5. The method for selectively reducing the vanadium-titanium content in vanadium-titanium magnetite concentrate by using the ammonium hydroxide oxidation leaching system according to claim 2, wherein in the step S1, the specific preparation method of the ammonium hydroxide oxidation system composite leaching agent is as follows:

according to the weight portion, 100 portions of clean water is taken as a reference, the clean water is heated to 30-40 ℃ and then is kept warm, 20-30 portions of ammonium salt are added into the clean water, the mixture is stirred until the ammonium salt is completely dissolved, then 50-60 portions of ammonia water and 0.5-10 portions of oxidant are added, and the mixture is naturally cooled after being stirred.

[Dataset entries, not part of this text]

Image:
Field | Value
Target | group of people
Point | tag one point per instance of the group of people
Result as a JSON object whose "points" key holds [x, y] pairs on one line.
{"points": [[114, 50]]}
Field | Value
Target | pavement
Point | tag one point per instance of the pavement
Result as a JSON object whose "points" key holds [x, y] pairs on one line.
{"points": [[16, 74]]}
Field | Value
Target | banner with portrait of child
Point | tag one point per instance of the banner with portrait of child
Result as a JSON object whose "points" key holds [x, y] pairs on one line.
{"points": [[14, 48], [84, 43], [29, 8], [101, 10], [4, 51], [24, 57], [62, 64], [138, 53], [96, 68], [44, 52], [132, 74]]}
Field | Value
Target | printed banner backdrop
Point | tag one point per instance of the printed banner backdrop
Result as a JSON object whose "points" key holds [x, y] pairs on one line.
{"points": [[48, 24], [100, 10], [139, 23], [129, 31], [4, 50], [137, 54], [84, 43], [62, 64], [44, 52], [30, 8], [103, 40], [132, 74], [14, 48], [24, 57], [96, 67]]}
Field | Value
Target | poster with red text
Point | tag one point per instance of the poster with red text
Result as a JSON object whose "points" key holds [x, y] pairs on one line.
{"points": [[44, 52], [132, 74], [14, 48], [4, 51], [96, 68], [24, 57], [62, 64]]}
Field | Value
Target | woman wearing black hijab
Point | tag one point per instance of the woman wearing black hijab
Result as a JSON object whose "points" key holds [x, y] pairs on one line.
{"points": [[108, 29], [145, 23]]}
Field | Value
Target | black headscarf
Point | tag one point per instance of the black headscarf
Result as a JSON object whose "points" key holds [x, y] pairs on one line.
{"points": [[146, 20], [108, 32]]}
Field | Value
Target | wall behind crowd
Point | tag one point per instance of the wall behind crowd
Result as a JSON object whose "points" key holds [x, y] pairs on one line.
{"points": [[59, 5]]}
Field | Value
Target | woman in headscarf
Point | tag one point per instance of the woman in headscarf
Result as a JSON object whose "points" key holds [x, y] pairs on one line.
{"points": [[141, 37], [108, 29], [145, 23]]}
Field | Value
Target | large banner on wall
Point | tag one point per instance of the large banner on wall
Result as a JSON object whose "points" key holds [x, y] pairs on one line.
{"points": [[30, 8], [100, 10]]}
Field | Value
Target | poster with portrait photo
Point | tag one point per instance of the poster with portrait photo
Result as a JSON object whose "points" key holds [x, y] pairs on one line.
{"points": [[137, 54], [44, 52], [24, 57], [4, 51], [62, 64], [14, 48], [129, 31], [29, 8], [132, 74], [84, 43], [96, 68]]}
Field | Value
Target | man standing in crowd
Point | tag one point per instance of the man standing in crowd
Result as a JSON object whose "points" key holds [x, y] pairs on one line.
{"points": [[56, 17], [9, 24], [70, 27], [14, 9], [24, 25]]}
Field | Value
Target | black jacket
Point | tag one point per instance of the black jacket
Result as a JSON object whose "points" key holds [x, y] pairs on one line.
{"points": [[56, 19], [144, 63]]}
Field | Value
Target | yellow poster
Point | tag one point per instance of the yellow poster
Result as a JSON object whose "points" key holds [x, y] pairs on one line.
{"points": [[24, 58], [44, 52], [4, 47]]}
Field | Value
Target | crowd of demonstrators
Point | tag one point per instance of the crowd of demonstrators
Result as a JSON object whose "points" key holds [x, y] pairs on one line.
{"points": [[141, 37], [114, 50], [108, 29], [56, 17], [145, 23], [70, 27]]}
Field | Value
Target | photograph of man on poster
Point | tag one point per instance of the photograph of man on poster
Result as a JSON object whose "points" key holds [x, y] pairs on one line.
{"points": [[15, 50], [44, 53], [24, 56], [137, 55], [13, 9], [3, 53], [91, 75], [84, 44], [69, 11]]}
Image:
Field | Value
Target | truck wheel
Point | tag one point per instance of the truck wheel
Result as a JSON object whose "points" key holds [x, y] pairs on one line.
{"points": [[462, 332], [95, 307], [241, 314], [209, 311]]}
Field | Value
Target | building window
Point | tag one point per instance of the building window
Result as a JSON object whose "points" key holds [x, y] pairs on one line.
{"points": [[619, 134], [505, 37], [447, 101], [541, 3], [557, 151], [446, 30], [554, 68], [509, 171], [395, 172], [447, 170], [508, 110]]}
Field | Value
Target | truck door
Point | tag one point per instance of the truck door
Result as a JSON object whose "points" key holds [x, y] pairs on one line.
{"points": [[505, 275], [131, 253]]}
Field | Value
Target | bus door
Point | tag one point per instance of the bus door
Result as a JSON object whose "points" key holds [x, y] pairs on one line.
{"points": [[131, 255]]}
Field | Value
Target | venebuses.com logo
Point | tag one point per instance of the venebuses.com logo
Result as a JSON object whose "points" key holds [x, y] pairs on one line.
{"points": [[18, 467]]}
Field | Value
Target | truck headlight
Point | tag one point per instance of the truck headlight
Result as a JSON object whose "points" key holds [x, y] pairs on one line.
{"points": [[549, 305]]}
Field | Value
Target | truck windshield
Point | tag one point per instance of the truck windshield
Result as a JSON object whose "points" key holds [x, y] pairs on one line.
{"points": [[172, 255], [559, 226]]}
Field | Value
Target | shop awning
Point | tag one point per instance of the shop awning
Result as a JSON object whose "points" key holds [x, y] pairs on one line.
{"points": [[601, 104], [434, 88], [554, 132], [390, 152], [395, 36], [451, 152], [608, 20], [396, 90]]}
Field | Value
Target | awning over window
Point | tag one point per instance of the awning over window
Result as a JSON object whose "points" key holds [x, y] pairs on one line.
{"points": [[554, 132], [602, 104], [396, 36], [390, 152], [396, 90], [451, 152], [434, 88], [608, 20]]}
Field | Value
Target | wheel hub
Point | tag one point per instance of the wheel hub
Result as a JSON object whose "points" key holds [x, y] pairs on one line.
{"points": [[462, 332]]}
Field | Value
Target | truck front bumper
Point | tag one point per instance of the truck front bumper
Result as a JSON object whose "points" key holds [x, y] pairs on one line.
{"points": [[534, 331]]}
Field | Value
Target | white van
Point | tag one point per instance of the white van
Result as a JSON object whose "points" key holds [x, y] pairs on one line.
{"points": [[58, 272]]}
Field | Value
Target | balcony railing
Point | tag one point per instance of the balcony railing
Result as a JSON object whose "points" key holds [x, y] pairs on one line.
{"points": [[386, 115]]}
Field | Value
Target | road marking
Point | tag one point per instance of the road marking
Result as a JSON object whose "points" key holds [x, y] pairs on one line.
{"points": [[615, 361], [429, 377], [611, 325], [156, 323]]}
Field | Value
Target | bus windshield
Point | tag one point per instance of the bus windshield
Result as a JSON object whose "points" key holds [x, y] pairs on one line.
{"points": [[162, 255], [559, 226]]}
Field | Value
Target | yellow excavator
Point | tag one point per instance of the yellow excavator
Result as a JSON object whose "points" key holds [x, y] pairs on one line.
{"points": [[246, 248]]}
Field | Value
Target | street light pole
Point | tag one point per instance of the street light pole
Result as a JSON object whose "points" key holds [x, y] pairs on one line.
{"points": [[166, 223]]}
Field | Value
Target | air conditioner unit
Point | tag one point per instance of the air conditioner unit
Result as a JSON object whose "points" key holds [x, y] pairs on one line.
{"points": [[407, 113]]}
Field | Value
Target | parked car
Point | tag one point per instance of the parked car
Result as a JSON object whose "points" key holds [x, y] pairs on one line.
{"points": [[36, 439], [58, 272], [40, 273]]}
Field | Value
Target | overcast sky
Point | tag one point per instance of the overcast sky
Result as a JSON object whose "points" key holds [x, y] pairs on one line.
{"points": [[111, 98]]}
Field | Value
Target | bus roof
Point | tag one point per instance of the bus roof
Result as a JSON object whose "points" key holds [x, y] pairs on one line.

6. The method for selectively reducing the vanadium-titanium content in vanadium-titanium magnetite concentrate by using the ammonia-ammonium oxidation leaching system according to claim 5, wherein the concentration of the ammonia water is 0.5-35 wt%.

7. The method for selectively reducing the vanadium-titanium content in the vanadium-titanium magnetite concentrate by using the ammonium hydroxide oxidation leaching system according to claim 1, wherein in the selective alkaline hydrolysis leaching reaction of step S2, the reaction temperature is 20-200 ℃, and the reaction time is 0.5-720 h.

8. The method for selectively reducing the vanadium-titanium content in vanadium-titanium magnetite concentrate by using the ammonium hydroxide leaching system according to claim 1, wherein in step S2, the weight ratio of the mineral to the ammonium hydroxide leaching system composite leaching agent is 1: (1-10).

9. The method for selectively reducing the vanadium-titanium content in vanadium-titanium magnetite concentrate by using the ammonium hydroxide oxidation leaching system according to claim 8, wherein the weight ratio of the minerals to the ammonium hydroxide system composite leaching agent is 1: (1-5).

10. The method for selectively reducing the vanadium-titanium content in vanadium-titanium magnetite concentrate by using the ammonia ammonium oxidation leaching system according to claim 1, wherein the TFe content of the ore is 45-60% and TiO is selected in step S2₂9-20% of SiO₂2-10% of Al₂O₃The content is 2-10%.